Moving to the next stage
A melange of remote-power applications has helped the major manufacturers of the panels to stay in business and gradually expand, but it's still only a half-billion-dollar a year industry.
"A number of the companies are just beginning to break even around the world," said Bob Johnson, vice president of Strategies Unlimited, a research firm in Mountainview, Calif., that monitors the industry.
"They are saying to their parents, 'It's time to move into the next stage of mass production.' . . . As that occurs, there is going to be a resumption of competition, and prices will move."
Both Solarex and Siemens are expanding, but they need bigger orders to make the leap to large-scale production.
Ironically, it is the electric utilities themselves that may provide the breakthrough orders.
A number of U.S. utilities are interested in installing PV arrays next to their utility substations to meet peak load demands without firing up expensive diesel and natural gas auxiliary generators.
In addition to Southern California Edison, other utilities that are known to be interested are Pacific Gas & Electric, Arizona Public Service, Florida Power & Light and Philadelphia Electric.
Until those big orders fall into place along with improved technology, prices are expected to remain where they are -- cheap historically, but still pricey.
Mr. Droege paid $362 apiece for a dozen 60-watt solar electric panels -- a total of $4,344. The solar panels accounted for about half the cost of the system, which also includes heavy-duty batteries and electronic equipment for regulating the way the batteries are charged and converting the power into normal alternating current for household use.
Ten years ago, the panels would have cost twice as much, said Brent Atkins, co-founder of Atlantic Solar Products, the largest East Coast PV distributor.
Mr. Atkins says that it is just a question of time before solar panel costs drop far enough so that suburban homeowners, who have access to "the grid," go solar as well.
"I think in '95 we're going to start seeing it happen. It's going to be a real sunny day. That's what I'm hanging around for," said Mr. Atkins, whose company already is generating $5 million in sales per year.
Already, there are intriguing examples of the solar possibilities the future holds. One is the micro-utility.
Coming in on the coattails of federal tax credits for solar power, a developer in Phoenix, Ariz., built a 24-home subdivision in 1985 around a central 300-kilowatt solar array. There are no batteries. The energy generated is sold to the local electric utility, which must accept it under federal laws designed to encourage renewable energy efforts.
John F. Long Properties Inc. sold the homes for about $95,000 each and operated the solar electric system as a separate entity, taking advantage of the tax credits, which were phased out in 1986. By agreement, the homeowners eventually ended up owning the solar array, which generates enough electricity to offset what they use.
"So, in effect, people living there have a zero energy bill," said Mr. Howley of Siemens Solar. "They don't pay an electric bill to the utility."
While big-name companies are starting to emerge as players in the industry, its history belongs to grass-roots types like Sam Droege.

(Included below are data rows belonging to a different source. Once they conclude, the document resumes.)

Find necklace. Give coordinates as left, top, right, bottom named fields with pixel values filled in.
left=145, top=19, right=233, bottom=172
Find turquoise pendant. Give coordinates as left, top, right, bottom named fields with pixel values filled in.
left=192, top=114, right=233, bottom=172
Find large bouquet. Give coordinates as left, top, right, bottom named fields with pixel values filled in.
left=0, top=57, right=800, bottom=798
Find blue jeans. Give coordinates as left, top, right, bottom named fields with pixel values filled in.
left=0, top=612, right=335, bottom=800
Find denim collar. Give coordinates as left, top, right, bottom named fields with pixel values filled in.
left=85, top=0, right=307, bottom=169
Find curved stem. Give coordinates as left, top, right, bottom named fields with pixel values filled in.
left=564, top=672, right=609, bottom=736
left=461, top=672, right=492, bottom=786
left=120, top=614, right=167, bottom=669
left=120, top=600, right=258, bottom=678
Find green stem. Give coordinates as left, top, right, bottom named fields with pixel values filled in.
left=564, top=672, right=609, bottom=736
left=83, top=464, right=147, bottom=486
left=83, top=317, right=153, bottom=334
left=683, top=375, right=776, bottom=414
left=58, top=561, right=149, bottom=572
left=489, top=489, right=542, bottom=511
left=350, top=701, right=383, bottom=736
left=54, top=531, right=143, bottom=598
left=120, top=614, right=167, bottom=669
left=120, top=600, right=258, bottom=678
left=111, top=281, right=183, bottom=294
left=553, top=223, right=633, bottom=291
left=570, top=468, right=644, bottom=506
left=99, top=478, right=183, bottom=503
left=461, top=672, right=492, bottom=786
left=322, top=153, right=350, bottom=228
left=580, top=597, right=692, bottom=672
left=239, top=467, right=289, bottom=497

His $9,000 system won't run all the appliances of a typical U.S. household. Aside from a washing machine, Mr. Droege and his wife, Romey Pittman, rely on the typical accouterments of a solar household: a refrigerator that can switch between electric and propane power, high-efficiency lighting and a wood-burning stove for heat.
But he points out that he and his wife have been living in their log home without any electricity until now, except for two batteries used to power a well pump.
"As far as our definition of civilized," he says, "we'll be very civilized."